KUALA LUMPUR (Arrahmah.com) – Memulai hidup baru di Malaysia, Muslim Rohingya telah merayakan Idul Fitri pertama mereka di Malaysia, setelah melarikan diri dari penganiayaan yang dialami di Myanmar dan juga ancaman kematian di tangan para pedagang manusia, sebagaimana dilansir oleh onislam, Senin (20/7/2015).
“Saya sangat senang bisa berpuasa dan merayakan Idul Fitri di Malaysia tanpa rasa takut. Di Myanmar [Burma], Muslim yang berkumpul untuk shalat Idul Fitri pada pagi hari akan ditangkap oleh tentara,” Nurul Amin Nobi Hussein mengatakan kepada Benama News.
Ditahan selama dua bulan di ‘kamp kematian’ di Wang Kelian, Hussein mengatakan bahwa etnis Rohingya di Myanmar dibatasi untuk merayakan Idul Fitri bersama dengan anggota keluarga di desa mereka.
“Saya menghubungi orang tua saya di Maungdaw, Myanmar. Mereka tidak merayakan Idul Fitri. Seperti hari-hari lainnya, hanya tinggal di rumah,” ungkap Hussein, (25).
“Mereka akan dipenjara jika mereka tidak melakukannya. Tentara tidak ingin kami bergerak bebas.”
Menurut Hussein, Muslim Rohingya harus mendapatkan izin dari tentara jika mereka ingin mengunjungi keluarga mereka di desa-desa lain selama Idul Fitri atau hari-hari biasa.
Hussein berhasil selamat ketika sindikat penyelundup manusia menyelundupkannya ke Wang Kelian dan Padang Besar, Thailand selatan.
Nobi Hussein melihat kedatangannya ke Malaysia bisa memberi harapan untuk masa depan yang lebih baik.
Untuk tahun ini, kegembiraannya menjadi luar biasa saat istrinya Nur Khaidha Abdul Shukur, (24), dan dua anak mereka, Mansur Ali, (4), Muhamad Yasir, (5 bulan), berbagi kebahagiaan di rumah mereka di Simpang Kuala, Alor Setar.
Istrinya juga berhasil selamat setelah 10 hari berada di sebuah kamp transit di Padang Besar, Thailand selatan. Dia bersaksi tentang pemerkosaan terhadap perempuan Rohingya oleh para penjaga di kamp.

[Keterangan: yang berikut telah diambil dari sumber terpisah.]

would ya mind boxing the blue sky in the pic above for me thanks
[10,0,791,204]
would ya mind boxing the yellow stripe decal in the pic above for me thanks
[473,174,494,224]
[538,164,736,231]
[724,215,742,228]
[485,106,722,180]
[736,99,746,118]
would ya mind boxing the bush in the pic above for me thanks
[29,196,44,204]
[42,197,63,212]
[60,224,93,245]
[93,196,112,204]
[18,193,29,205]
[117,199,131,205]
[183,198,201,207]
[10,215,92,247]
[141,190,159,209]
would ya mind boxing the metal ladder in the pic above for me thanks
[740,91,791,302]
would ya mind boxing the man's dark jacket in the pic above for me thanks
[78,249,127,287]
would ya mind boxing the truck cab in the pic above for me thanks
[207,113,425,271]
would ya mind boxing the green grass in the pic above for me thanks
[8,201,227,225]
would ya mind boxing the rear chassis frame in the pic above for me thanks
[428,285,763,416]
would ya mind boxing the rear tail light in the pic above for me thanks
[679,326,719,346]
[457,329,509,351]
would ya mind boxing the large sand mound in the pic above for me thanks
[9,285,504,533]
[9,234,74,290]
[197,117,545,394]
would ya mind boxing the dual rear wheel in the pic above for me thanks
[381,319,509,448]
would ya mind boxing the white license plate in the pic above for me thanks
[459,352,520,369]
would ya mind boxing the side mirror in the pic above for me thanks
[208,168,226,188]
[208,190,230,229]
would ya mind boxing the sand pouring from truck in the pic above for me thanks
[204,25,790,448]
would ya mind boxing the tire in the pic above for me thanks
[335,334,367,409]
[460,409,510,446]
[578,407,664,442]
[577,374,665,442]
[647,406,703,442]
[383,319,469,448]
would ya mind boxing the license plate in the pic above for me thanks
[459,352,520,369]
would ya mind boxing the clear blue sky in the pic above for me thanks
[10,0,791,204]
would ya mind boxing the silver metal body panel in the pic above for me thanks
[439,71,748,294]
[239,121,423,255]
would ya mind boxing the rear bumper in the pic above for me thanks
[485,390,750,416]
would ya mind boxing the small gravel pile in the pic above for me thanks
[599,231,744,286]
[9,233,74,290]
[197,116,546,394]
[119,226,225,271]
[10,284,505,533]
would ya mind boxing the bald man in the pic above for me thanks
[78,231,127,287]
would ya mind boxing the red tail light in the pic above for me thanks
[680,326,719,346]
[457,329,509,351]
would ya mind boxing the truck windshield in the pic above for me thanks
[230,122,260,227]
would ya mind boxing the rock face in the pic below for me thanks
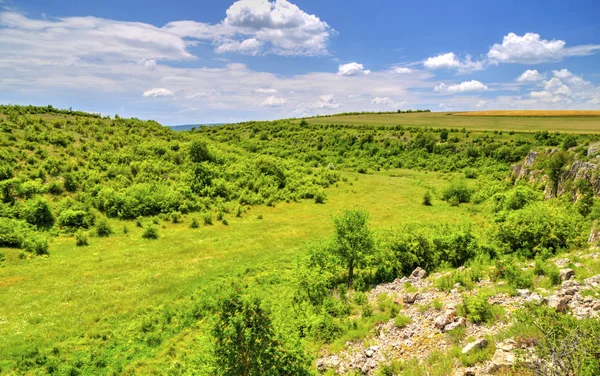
[589,222,600,244]
[512,147,600,197]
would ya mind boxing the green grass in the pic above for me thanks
[0,169,487,372]
[304,112,600,134]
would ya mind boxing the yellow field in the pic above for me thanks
[454,110,600,117]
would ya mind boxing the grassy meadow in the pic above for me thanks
[304,111,600,133]
[0,170,485,373]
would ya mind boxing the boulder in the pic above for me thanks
[462,339,488,354]
[562,280,582,295]
[560,269,575,281]
[517,289,531,298]
[526,292,543,304]
[444,317,466,332]
[411,267,427,280]
[487,341,516,373]
[546,295,571,313]
[403,292,420,304]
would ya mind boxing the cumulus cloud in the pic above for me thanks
[338,62,370,76]
[215,38,263,55]
[423,52,484,73]
[516,69,543,82]
[312,94,340,109]
[371,97,393,105]
[261,95,287,107]
[476,100,487,108]
[0,0,333,60]
[488,32,600,64]
[143,88,175,97]
[434,80,488,94]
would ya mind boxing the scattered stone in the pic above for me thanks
[584,275,600,288]
[411,267,427,280]
[562,280,582,296]
[560,269,575,281]
[517,289,531,298]
[365,348,374,358]
[403,292,420,304]
[462,339,488,355]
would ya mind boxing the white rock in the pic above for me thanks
[462,339,489,354]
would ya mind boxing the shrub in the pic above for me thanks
[442,180,473,204]
[422,191,432,206]
[458,294,497,324]
[314,190,326,204]
[95,218,113,237]
[497,202,583,256]
[171,211,181,224]
[75,231,89,246]
[22,235,49,255]
[0,251,5,262]
[58,209,94,230]
[23,198,55,229]
[189,140,212,163]
[203,212,213,225]
[190,217,199,229]
[142,225,159,239]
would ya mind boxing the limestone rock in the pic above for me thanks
[462,339,488,354]
[487,340,517,373]
[411,267,427,280]
[526,292,543,304]
[584,275,600,288]
[546,295,571,313]
[560,269,575,281]
[403,292,420,304]
[517,289,531,298]
[444,317,466,332]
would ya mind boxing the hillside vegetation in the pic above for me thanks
[1,105,600,375]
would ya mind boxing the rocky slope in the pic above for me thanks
[317,248,600,375]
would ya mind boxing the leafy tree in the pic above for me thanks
[541,151,568,196]
[212,286,310,376]
[332,210,375,286]
[440,129,449,142]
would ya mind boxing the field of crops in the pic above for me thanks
[305,111,600,133]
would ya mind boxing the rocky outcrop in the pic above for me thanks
[511,146,600,198]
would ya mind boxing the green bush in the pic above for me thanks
[190,217,199,229]
[95,218,113,237]
[57,209,94,230]
[442,180,473,204]
[422,191,432,206]
[142,225,159,239]
[22,235,49,255]
[457,294,497,324]
[75,231,89,246]
[203,212,213,225]
[23,198,55,229]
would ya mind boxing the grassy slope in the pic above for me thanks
[0,170,486,371]
[304,112,600,133]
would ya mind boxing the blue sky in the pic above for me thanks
[1,0,599,125]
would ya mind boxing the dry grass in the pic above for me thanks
[454,110,600,117]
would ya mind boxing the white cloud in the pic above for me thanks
[434,80,488,94]
[423,52,484,73]
[338,62,370,76]
[254,88,278,94]
[392,67,412,74]
[516,69,543,82]
[312,94,340,109]
[215,38,263,55]
[261,95,287,107]
[143,88,175,97]
[476,100,487,108]
[372,97,393,105]
[0,0,333,60]
[552,69,590,87]
[488,32,600,64]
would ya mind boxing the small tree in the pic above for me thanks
[189,140,212,163]
[212,287,310,376]
[23,197,55,229]
[332,210,375,286]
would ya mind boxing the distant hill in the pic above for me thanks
[169,123,224,131]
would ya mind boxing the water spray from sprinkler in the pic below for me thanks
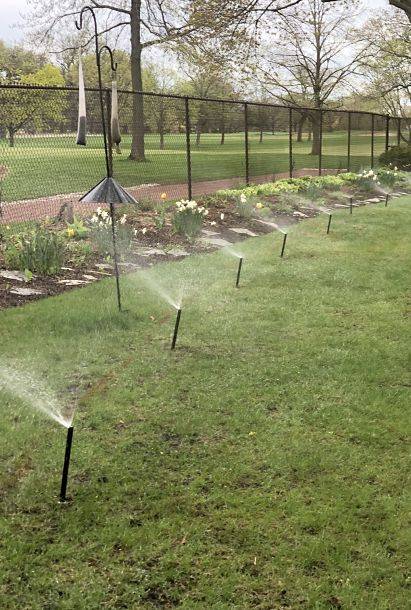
[60,426,74,503]
[171,307,182,350]
[235,257,244,288]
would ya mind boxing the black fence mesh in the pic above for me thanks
[0,83,404,225]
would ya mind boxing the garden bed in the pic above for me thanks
[1,168,409,310]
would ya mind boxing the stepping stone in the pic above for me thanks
[95,263,113,270]
[201,229,220,236]
[167,248,190,257]
[83,274,98,281]
[255,219,279,228]
[293,211,309,218]
[136,247,166,257]
[0,270,26,282]
[10,287,43,296]
[365,198,381,203]
[229,227,258,237]
[199,236,232,247]
[61,266,74,271]
[93,270,111,276]
[58,279,89,286]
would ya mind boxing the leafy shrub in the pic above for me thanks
[379,145,411,171]
[275,192,307,211]
[172,200,208,241]
[4,226,65,275]
[65,240,93,266]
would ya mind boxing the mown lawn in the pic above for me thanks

“Tahun ini lebih spesial karena saya bisa membeli baju baru untuk anak-anak saya, memasak makanan dan membuat kue tradisional etnis Rohingya untuk merayakan. Kami juga bebas mengunjungi teman-teman di mana pun mereka tinggal,” katanya.
Jahidul Islam, Muslim Rohingya yang lain, sangat antusias merayakan Idul Fitri di lingkungan yang damai.
“Saya sangat senang bisa merayakan Idul Fitri di Malaysia tapi saya juga merasa sangat sedih bahwa keluarga dan kerabat saya harus hidup di bawah penindasan oleh tentara Myanmar,” kata Islam.
“Saya juga berduka dan merasa bersalah ketika saya mengingat teman-teman yang menderita dan mati di tangan para penjaga kamp. Nurul Amin dan saya merupakan salah satu yang beruntung telah berhasil melarikan diri,” katanya.
Diungkapkan oleh PBB sebagai salah satu minoritas yang paling teraniaya di dunia, Muslim Rohingya menghadapi daftar panjang diskriminasi di tanah air mereka.
Mereka telah ditolak hak-hak kewarganegaraannya sejak amandemen undang-undang kewarganegaraan pada tahun 1982 dan diperlakukan sebagai imigran ilegal di rumah mereka sendiri.
Pemerintah Myanmar, serta mayoritas Budha, menolak untuk mengakui istilah “Rohingya”, dan menyebut mereka sebagai “Bengali”.
Kelompok-kelompok HAM menuding pasukan keamanan Myanmar membunuh, memperkosa dan menangkap orang Rohingya menyusul kekerasan sektarian yang terjadi tahun lalu.
Melarikan diri dari penganiayaan yang disponsori negara, diperkirakan sebanyak 120.000 orang melarikan diri dari Myanmar dan hidup di kamp-kamp sepanjang perbatasan Thailand-Myanmar, menurut The Border Consortium, yang mengkoordinasikan kegiatan LSM di kamp-kamp.